Brightening up our content

Teaching in our discipline is most effective using the incremental storyboarding and concept mapping approaches traditionally associated with whiteboards. For example, we can work through calculations by writing each step in real time as we explain the process. We saw the lightboard as the modern extension to this and aimed to create videos that were fun, engaging, and (let’s face it!) put the ‘talent’ in the spotlightWe aimed to address two concerns with these lightboard videos; students needing more time to understand concepts, especially calculations, and students not feeling prepared for practical classes, even after reading through the notes. 
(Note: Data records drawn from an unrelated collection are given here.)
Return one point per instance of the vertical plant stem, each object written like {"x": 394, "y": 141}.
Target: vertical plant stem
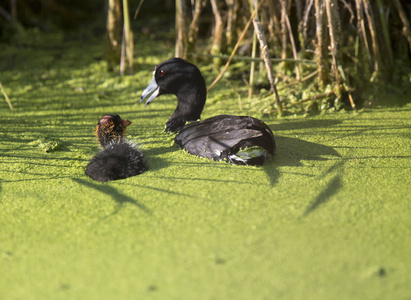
{"x": 218, "y": 32}
{"x": 386, "y": 34}
{"x": 332, "y": 17}
{"x": 128, "y": 34}
{"x": 405, "y": 23}
{"x": 230, "y": 21}
{"x": 217, "y": 79}
{"x": 268, "y": 65}
{"x": 319, "y": 46}
{"x": 291, "y": 37}
{"x": 180, "y": 28}
{"x": 253, "y": 6}
{"x": 113, "y": 27}
{"x": 373, "y": 33}
{"x": 283, "y": 29}
{"x": 138, "y": 9}
{"x": 193, "y": 29}
{"x": 6, "y": 97}
{"x": 361, "y": 28}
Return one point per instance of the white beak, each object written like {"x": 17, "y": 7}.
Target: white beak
{"x": 150, "y": 88}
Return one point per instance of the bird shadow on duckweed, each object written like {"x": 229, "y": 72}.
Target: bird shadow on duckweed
{"x": 116, "y": 195}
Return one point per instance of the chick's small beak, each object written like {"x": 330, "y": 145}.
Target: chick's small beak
{"x": 152, "y": 87}
{"x": 126, "y": 123}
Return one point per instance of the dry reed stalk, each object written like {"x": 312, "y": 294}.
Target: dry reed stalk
{"x": 233, "y": 52}
{"x": 253, "y": 6}
{"x": 283, "y": 29}
{"x": 332, "y": 18}
{"x": 230, "y": 20}
{"x": 386, "y": 34}
{"x": 373, "y": 33}
{"x": 315, "y": 97}
{"x": 138, "y": 9}
{"x": 405, "y": 23}
{"x": 180, "y": 28}
{"x": 319, "y": 45}
{"x": 6, "y": 96}
{"x": 128, "y": 45}
{"x": 193, "y": 29}
{"x": 113, "y": 26}
{"x": 218, "y": 28}
{"x": 268, "y": 65}
{"x": 304, "y": 21}
{"x": 361, "y": 28}
{"x": 291, "y": 37}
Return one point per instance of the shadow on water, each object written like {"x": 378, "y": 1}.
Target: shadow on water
{"x": 117, "y": 196}
{"x": 331, "y": 189}
{"x": 291, "y": 152}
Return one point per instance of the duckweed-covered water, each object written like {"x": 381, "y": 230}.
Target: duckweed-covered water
{"x": 329, "y": 217}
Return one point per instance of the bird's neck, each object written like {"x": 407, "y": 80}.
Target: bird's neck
{"x": 190, "y": 104}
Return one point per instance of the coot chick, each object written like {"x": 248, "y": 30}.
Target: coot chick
{"x": 119, "y": 158}
{"x": 237, "y": 139}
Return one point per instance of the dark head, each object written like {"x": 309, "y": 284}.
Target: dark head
{"x": 111, "y": 129}
{"x": 183, "y": 79}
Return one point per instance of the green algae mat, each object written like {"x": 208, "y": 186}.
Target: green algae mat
{"x": 329, "y": 217}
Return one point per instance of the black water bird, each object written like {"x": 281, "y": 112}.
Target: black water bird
{"x": 237, "y": 139}
{"x": 119, "y": 158}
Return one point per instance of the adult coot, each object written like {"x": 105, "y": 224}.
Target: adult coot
{"x": 237, "y": 139}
We prepared videos using the lightboard to explain biochemical calculations and to help them prepare for practical classes. Students found the lightboard style to be engaging and helpful with their study, with much-increased engagement so far this semester: 

I absolutely love the lightboard videos, they are always super informative and helpful.  There is also something about the floating writing which makes it so visually satisfying… as someone who is not the strongest mathematically these videos are great in breaking down concepts in easily digestible fragments, instead of loads and loads of calculations in one video.

BCMB2X01 student

Surprisingly, the primary beneficiaries of these videos have not been the students but the tutors and demonstrators (teaching assistants, or TAs).This is important because TAs are pivotal in determining the success or failure of a unit of study. TAs often work closely with students in smaller groups and shape the learning experience. Interacting with students on a personal level, they influence the overall mood and attitude of the class. 

Illuminating our teachers

Large units of study can have teaching teams of up to 70 TAs, and diversity is inherent in their backgrounds and confidence levels. Our team includes everyone from PhD students who are not much older or more experienced than the students they are to teach, to retirees who have extensive subject-matter experience but are perhaps less familiar with contemporary teaching philosophies. Unit coordinators face the challenge of uniting disparate teams and ensuring clear and consistent delivery of expectations, content, and learning experience. TAs may move through content and instructions at a pace that suits them rather than the students; adaptivity in the classroom is something that can take a good deal of time to develop. 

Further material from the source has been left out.